Questions and Answers About Depression
5. How can you determine if an illness is causing depression or depression is causing an illness?
Illnesses that can lead to depression are usually major, chronic, and/or terminal. When an illness is causing depression, there is often long-term pain present or there is a sudden change in lifestyle.
Depression causes illness in a different way. Like psychological stress, it can weaken the immune system (cells involved in fighting disease and keeping you healthy), allowing a person to get more colds or the flu. There is often a notable presence of "aches and pains" with no particular cause. Having depression may also cause the symptoms of an illness to last longer and intensify its symptoms, but the true relationship of depression-induced illness, in terms of major disease, has not been thoroughly defined.
It is important to seek the advice of your doctor if you think you or someone you know may have depression.
6. I've heard lots of warnings about drug interactions with certain depression medicines. What are they?
MAOIs, or monoamine oxidase inhibitors, are effective antidepressant medicines that have been used for years. Typically prescribed for people with severe depression, MAOIs improve mood by increasing the number of chemicals in the brain that pass messages between brain cells. They have proven to work just as well as other antidepressant drugs, but they have more possible food and drug interactions.

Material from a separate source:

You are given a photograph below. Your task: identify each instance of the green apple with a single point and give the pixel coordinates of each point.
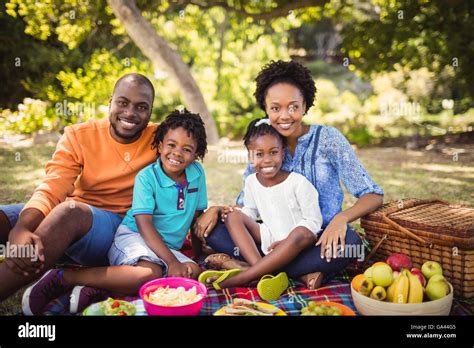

Medicines to avoid when taking MAOIs include all SSRIs (a group of antidepressants that includes Prozac and Paxil) and certain pain medicines, including Demerol and tramadol. There are also some cough medicines and blood pressure medicines that should not be taken with MAOIs. Foods to avoid when taking MAOIs include aged cheeses and meats, pickled or smoked foods like sauerkraut or meat, and aged or fermented foods such as soy sauce or tap beer. It is important to tell your doctor about any medicines you are currently taking. Be sure to discuss the limitations, interactions, and possible side effects of MAOIs.
7. Why are women more likely to get depression?
Women develop depression twice as often as men. One reason may be the various changes in hormone levels that women experience. For example, depression is common during pregnancy and menopause, as well as after giving birth, suffering a miscarriage, or having a hysterectomy -- these are all times when women experience huge fluctuations in hormones. Premenstrual syndrome (PMS) and premenstrual dysphoric disorder (PMDD), an extreme form of PMS, may also cause depression.
8. Do most people with depression commit suicide?
No. Most people who suffer from depression do not attempt suicide, but according to the National Mental Health Association, 30%-70% of suicide victims have suffered from some form of depression. This figure demonstrates the importance of seeking professional treatment for yourself or someone you love if you suspect depression.